Google Pregel Architecture

Google Pregel Architecture

The user algorithm is distributed to many machines one of which becomes the Master. The Master partitions the graph into multiple graph partitions and assigns them to workers. A worker can have multiple graph partitions which contain a set of vertices and their corresponding outgoing edges which might point to any vertex in the graph, possibly stored on another worker.

Once the setup is complete, the master tells each worker to execute a superstep. At the beginning of a superstep, workers save their current state into persistent storage for fault tolerance. Workers then Compute() the user function for active vertices in their graph partitions sending and receiving messages asynchronously. When the worker is done computing, it tells the master it has finished and how many vertices will be active in the next superstep.

For message passing, 2 queues are maintained for superstep S and S+1 to simultaneously receive messages while computing the current superstep. Any message sent at superstep S is received at superstep S+1 to avoid locking at message level. There is no guarantee on the ordering of received messages. While computing, a worker can send messages to other workers including itself depending on where the vertex is stored. Messages are sent in a single network message when a certain message buffer size threshold is reached in order to reduce network traffic. If an optional combiner is specified by the user, messages can be combined when either outbound or inbound reducing network usage and storage respectively. For example, several messages can be combined into one if the user is interested in the sum of their value.

Aggregators can be specified by the user to collect results at each superstep. Workers provide values to an aggregator instance to produce a single local value Aggr. At the end of the superstep, workers combine the partially reduced aggregator local values into a global value using a tree-based reduction and deliver it to the master.

When all workers complete a superstep, the master initiates the execution of the next superstep. This process repeats until there are no active vertices. The vertices become inactive after they vote to halt and there are no incoming messages to wake them up again. When all vertices are inactive, the execution of the algorithm terminates.

Alternative to Message Passing

An alternative to message passing is a state passing model in which the sent messages are stored locally and only exchanged at the end of a superstep. In other words, the model latches onto the synchronisation barrier between supersteps to exchange the state of message queues rather than during computation. As an immediate advantage, workers don’t incur any network traffic during computation. At the end of a superstep, messages can be sent in bulk, larger than the current buffer size, compensating for the handshake overhead of opening and closing multiple connections to different machines. In this case, all messages destined to a another worker will be sent in one network connection.
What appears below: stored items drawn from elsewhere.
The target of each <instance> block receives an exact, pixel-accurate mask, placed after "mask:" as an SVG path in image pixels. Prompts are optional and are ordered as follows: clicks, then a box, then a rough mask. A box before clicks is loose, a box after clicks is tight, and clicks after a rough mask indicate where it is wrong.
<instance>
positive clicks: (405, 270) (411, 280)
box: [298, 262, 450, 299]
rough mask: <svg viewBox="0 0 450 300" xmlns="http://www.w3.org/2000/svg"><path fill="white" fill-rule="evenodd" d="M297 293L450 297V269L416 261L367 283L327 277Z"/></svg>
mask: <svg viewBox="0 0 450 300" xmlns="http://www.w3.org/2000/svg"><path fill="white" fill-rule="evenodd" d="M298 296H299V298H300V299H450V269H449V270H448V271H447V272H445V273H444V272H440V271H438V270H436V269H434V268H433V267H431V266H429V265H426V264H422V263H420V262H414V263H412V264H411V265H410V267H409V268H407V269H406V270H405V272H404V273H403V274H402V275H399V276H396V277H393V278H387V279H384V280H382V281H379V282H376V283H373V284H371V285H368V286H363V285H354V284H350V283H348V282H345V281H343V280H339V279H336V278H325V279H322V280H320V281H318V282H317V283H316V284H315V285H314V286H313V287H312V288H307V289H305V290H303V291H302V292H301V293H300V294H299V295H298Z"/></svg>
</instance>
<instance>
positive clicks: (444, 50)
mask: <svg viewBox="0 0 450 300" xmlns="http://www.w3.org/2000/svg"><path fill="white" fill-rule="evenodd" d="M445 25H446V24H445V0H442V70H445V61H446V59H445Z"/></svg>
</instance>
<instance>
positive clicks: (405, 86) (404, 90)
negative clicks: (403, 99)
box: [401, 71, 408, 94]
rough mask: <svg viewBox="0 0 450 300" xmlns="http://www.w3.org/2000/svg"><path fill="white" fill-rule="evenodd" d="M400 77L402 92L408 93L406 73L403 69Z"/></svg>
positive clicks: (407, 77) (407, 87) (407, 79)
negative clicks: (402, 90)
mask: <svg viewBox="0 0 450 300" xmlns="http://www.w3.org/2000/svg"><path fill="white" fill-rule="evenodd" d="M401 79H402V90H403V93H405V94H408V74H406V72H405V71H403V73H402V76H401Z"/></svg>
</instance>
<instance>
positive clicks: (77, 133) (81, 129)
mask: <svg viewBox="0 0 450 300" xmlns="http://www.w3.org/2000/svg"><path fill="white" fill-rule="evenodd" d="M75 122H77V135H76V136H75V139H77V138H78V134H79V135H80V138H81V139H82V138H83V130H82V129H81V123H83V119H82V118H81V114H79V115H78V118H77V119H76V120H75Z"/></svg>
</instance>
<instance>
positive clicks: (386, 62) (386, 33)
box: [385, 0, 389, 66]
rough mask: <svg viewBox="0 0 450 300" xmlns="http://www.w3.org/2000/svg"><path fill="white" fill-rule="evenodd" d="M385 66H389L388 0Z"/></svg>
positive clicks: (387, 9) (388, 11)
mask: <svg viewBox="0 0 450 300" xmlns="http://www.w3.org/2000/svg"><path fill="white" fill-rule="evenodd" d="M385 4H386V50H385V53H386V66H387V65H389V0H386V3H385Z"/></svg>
A disadvantage would be a longer pause time in between supersteps. State passing approach would be worse whenever computation is less than information passing. For example, if nodes only compute the average of neighbours, getting neighbour values outweighs computing an average causing the state to be transferred at the end of the first superstep. Perhaps, the user can specify depending on the algorithm when messages should be exchanged prioritising computation or communication. In this manner, the message passing of the Pregel execution can be fine tuned to optimise the performance of the user’s algorithm and dataset.

Scalability Limitation

A common limitation with large-scale distributed frameworks is the network traffic message passing creates. For dense graphs, the network could pose as a bottleneck when a lot of messages are passed during computation. Similarly if there is a node with a high degree, whenever it sends or receives messages a single worker will have to deal with all the network traffic causing that worker to slow down and increase wait time on superstep barrier synchronisation.
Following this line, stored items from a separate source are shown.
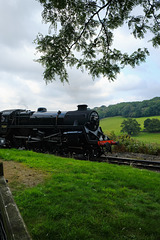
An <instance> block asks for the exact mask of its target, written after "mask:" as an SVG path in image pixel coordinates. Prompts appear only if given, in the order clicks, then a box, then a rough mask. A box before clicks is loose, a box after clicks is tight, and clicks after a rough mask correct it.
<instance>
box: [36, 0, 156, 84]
mask: <svg viewBox="0 0 160 240" xmlns="http://www.w3.org/2000/svg"><path fill="white" fill-rule="evenodd" d="M38 1H39V2H40V4H41V5H42V6H43V12H42V17H43V20H44V22H45V23H49V24H50V27H49V34H48V35H46V36H43V35H42V34H39V35H38V36H37V38H36V40H35V42H36V44H37V50H38V51H39V52H40V53H41V57H40V59H39V60H38V61H39V62H40V63H41V64H42V65H43V66H44V67H45V71H44V79H45V80H46V82H48V81H52V80H55V78H56V75H58V76H59V78H60V80H61V81H62V82H64V81H68V74H67V70H66V67H67V66H69V67H72V66H76V67H77V68H80V69H82V70H83V69H84V68H85V69H86V70H87V71H88V72H89V73H90V74H91V75H92V77H93V78H94V77H99V76H100V75H103V76H107V77H108V79H109V80H114V79H115V78H116V75H117V74H118V73H119V72H120V70H121V68H123V67H125V66H126V65H130V66H132V67H135V66H136V65H139V64H140V63H141V62H143V61H145V59H146V56H147V55H148V54H149V52H148V50H147V49H146V48H144V49H141V48H138V49H137V50H136V51H134V52H133V53H131V54H130V55H129V54H128V53H126V52H121V50H119V49H116V48H114V47H113V40H114V31H115V30H116V29H117V28H119V27H122V26H124V25H125V24H126V25H127V26H128V30H129V32H131V33H132V35H133V36H134V37H135V38H139V39H142V38H144V37H145V35H146V34H147V33H148V32H151V33H152V38H151V39H150V41H151V42H152V44H153V46H154V47H158V46H159V45H160V37H159V36H160V24H159V21H160V14H159V9H160V1H157V0H152V1H151V0H128V1H126V0H116V1H115V0H108V1H104V0H98V1H96V0H38ZM137 7H139V9H140V10H141V12H142V14H139V13H138V14H136V13H137V11H136V8H137ZM138 12H139V11H138ZM77 52H78V53H77Z"/></svg>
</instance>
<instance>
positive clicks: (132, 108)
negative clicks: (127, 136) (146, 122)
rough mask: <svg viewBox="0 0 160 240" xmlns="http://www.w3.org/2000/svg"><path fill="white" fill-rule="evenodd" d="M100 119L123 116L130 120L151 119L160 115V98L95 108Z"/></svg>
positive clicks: (101, 106)
mask: <svg viewBox="0 0 160 240" xmlns="http://www.w3.org/2000/svg"><path fill="white" fill-rule="evenodd" d="M94 109H95V110H96V111H97V112H98V113H99V116H100V118H106V117H114V116H122V117H126V118H127V117H130V118H138V117H150V116H158V115H160V97H155V98H153V99H151V100H144V101H142V102H126V103H125V102H123V103H118V104H115V105H109V106H108V107H106V106H104V105H103V106H101V107H95V108H94Z"/></svg>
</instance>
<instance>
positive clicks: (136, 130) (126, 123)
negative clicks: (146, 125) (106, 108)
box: [121, 118, 141, 135]
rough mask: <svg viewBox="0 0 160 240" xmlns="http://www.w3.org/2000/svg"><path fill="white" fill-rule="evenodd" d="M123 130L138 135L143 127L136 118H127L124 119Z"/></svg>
mask: <svg viewBox="0 0 160 240" xmlns="http://www.w3.org/2000/svg"><path fill="white" fill-rule="evenodd" d="M121 127H122V129H121V132H123V133H125V132H126V133H128V134H129V135H137V134H138V133H139V132H140V130H141V128H140V124H139V123H138V122H137V120H136V119H133V118H128V119H127V120H124V121H123V122H122V124H121Z"/></svg>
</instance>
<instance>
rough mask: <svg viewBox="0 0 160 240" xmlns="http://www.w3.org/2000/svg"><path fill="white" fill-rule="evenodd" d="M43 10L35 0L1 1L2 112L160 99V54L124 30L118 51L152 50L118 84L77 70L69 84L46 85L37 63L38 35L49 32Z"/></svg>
mask: <svg viewBox="0 0 160 240" xmlns="http://www.w3.org/2000/svg"><path fill="white" fill-rule="evenodd" d="M42 10H43V9H42V7H41V5H40V3H39V2H38V1H36V0H23V1H22V0H7V1H4V0H0V53H1V54H0V111H2V110H4V109H16V108H22V109H30V110H36V109H37V108H38V107H46V108H47V109H48V110H55V111H57V110H62V111H67V110H75V109H77V105H78V104H87V105H88V107H90V108H93V107H100V106H101V105H105V106H108V105H111V104H116V103H119V102H128V101H143V100H147V99H151V98H154V97H157V96H158V97H159V96H160V79H159V78H160V49H159V48H157V49H154V48H152V46H151V43H148V42H147V39H145V40H144V39H143V40H141V41H140V40H136V39H134V38H133V37H132V36H131V34H128V33H127V31H126V29H125V28H124V29H121V30H120V29H118V30H117V31H116V32H115V40H114V45H115V47H117V48H120V49H122V50H123V51H124V52H131V51H134V50H136V49H137V48H139V47H148V49H149V51H150V56H149V57H148V58H147V60H146V62H145V63H142V64H141V65H140V66H137V67H136V68H131V67H126V68H125V69H123V70H122V71H121V73H120V74H119V75H118V77H117V79H116V80H115V81H114V82H109V81H108V80H107V78H104V77H101V78H99V79H96V80H93V79H92V77H91V76H90V75H88V74H87V72H83V73H82V72H81V71H79V70H77V69H75V68H72V69H69V70H68V73H69V84H68V83H64V84H62V83H61V82H60V81H59V80H57V81H53V82H52V83H49V84H47V85H46V83H45V81H44V80H43V71H44V69H43V67H42V66H41V64H40V63H37V62H35V61H34V60H35V59H37V58H38V54H36V44H34V43H33V41H34V39H35V38H36V36H37V35H38V33H42V34H47V33H48V26H47V25H45V24H44V23H42V17H41V13H42Z"/></svg>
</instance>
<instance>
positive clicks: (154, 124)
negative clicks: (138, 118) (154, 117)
mask: <svg viewBox="0 0 160 240" xmlns="http://www.w3.org/2000/svg"><path fill="white" fill-rule="evenodd" d="M144 128H145V130H146V131H147V132H160V120H158V119H156V118H152V119H149V118H147V119H146V120H145V121H144Z"/></svg>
Another limitation is the superstep barrier itself when every worker waits for other workers to complete to proceed to the next superstep. When scaled horizontally, the increased probability of failing machines might mean that the computation can wait a long time until all workers have completed and are ready for the next superstep. For example, while a worker is being recovered another can fail causing another recovery during which the overall computation is stagnating. Unlike MapReduce in which other sub branches of the computation such as reduction continue, Pregel needs to wait for the barrier to be passed.